Some 70 million rural households are engaged in milk production, the majority of them being small and marginal farmers. Dairy cooperatives ensure inclusiveness and livelihoods especially for women. In a market driven economy, it is all the more important to have producer-centric institutional structures that strictly conform to cooperative principles and provide rural milk producers a greater access to the organized market.
National Dairy Plan Phase I, Guidelines on Village Milk Procurement Systems, It is necessary to simultaneously work in providing milk producers greater opportunities for sale of their surplus to the organized sector by expanding village based milk procurement systems that facilitate fair and transparent transactions.
This would require:
- Strengthening of milk procurement system in the existing dairy cooperatives
- Promoting Producer Companies in areas where cooperatives are not present or have low coverage and procurement.
- Setting up a sustainable milk procurement system, ensuring fairness and transparency.
- Ensuring that quality milk is collected by bringing in maximum milk producers under the organized sector.
- Creating more village level institutional structures following cooperative principles and safeguard the interest of small producers.
- Helping provide rural milk producers with greater access to the organized milk processing sector and thereby enhance income of small rural dairy farmers.
Dairies have cut milk procurement prices by 11 percent as per the reports in October. Strategically, dairies have reduced milk procurement prices by Rs 3 a litre in three equal phases to offer it currently at Rs 24 a litre. The first cut of one rupee a litre was reported in around the first week of August when all the milk farmers in Maharashtra were demanding farm loan waivers. A second one-rupee price cut was announced in early September this year. Dairies reported a third cut of similar amount on Dusshera- IndoAsian Commodities Report.
As per the Business Stand Report, Prabhat Dairy launched its new corporate identity and set a target to achieve the turnover of Rs 2,000 crore by 2020, and also raised its revised milk procurement target of 1.4 million litres a day by 2020, from the level of one million liters now. This is hopes to achieve with the same number of farmers and milking animals. The Kaira District Co-operative Milk Producers Union Limited popularly known as Amul Dairy, has decided to increase milk procurement price paid to farmers by Rs 20 per kilo fat.
The need for promotion of dairy in India arises due to several considerations such as low per capital availability of milk. The unorganised milk procurement channel to the organised channel is a slow process. Ultimately, the need for dairy development in India arises due to various reasons which stand out prominently as supply of adequate quantity of milk at reasonable price to urban consumers, lack of marketing facilities and extension services.

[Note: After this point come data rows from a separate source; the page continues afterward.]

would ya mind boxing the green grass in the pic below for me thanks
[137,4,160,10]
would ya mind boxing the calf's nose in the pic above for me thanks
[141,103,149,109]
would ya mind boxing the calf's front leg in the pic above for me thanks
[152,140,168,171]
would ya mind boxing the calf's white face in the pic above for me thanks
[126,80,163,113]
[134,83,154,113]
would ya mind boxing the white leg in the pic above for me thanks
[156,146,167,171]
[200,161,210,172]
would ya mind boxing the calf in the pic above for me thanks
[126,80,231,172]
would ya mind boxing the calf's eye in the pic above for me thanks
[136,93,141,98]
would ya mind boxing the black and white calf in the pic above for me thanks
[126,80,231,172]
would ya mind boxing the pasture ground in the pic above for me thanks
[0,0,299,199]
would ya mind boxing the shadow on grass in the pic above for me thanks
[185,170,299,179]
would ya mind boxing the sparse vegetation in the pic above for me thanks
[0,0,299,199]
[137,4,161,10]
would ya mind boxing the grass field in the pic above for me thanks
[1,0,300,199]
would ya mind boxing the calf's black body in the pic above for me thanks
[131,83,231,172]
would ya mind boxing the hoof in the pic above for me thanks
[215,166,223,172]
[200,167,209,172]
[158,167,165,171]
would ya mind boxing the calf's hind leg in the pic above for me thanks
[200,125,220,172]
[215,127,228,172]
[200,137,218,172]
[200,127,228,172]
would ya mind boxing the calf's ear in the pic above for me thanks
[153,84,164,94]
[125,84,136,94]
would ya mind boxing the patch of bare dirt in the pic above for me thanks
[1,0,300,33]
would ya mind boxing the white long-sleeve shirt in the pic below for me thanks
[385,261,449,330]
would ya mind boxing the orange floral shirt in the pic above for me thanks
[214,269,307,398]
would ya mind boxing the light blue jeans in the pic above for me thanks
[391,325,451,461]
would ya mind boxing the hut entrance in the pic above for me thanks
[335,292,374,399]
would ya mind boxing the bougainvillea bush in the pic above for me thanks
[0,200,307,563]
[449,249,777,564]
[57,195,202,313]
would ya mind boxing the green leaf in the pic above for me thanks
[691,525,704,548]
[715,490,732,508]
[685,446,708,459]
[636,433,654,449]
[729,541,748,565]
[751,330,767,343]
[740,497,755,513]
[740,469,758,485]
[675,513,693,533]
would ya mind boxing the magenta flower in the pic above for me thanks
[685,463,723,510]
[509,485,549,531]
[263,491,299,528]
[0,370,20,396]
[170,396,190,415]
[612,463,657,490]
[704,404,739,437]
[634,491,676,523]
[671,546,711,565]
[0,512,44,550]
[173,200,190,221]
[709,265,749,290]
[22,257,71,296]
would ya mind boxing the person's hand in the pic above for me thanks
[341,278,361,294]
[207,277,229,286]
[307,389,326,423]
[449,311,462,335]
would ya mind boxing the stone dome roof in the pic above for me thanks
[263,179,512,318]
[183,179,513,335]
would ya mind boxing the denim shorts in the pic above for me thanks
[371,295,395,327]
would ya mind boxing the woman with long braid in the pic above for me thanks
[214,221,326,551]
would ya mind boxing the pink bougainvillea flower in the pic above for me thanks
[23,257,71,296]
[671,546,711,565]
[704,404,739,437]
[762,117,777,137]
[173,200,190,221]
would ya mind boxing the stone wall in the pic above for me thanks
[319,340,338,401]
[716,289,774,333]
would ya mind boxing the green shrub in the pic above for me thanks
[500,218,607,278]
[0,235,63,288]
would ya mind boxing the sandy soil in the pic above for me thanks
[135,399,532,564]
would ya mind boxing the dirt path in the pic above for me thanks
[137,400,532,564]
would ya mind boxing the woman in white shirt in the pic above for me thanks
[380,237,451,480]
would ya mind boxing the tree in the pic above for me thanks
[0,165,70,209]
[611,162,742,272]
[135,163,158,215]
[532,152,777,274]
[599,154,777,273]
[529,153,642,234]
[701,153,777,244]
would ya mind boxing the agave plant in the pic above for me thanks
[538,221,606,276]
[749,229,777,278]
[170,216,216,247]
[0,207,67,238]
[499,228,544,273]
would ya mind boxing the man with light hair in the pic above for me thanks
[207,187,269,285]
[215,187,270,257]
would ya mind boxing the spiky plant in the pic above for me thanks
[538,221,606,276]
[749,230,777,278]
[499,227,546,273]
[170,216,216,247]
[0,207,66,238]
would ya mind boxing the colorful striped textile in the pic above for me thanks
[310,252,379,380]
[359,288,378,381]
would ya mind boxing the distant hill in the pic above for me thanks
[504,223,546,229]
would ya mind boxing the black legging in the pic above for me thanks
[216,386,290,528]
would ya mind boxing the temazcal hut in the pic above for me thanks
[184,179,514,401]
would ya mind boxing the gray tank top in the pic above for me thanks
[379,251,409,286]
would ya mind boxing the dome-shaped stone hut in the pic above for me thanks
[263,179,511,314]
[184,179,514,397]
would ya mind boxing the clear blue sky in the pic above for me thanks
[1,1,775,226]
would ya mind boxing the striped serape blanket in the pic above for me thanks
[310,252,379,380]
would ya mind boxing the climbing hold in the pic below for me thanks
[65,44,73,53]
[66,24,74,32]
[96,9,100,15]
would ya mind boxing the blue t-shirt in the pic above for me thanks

India wants to forge partnership globally in the food processing sector to bring the best practices of the world into its food value chain. World Food provided a platform for companies which looked at expanding their footprints outside their country for new opportunities. The national Food Processing Policy is of enormous significance for India’s development because of the vital linkages between the two pillars of the economy: Industry and Agriculture. Overall, the development of dairy industry will help to satisfy the nation’s nutrition requirement, tap the market growth, and generate employment to small farmers.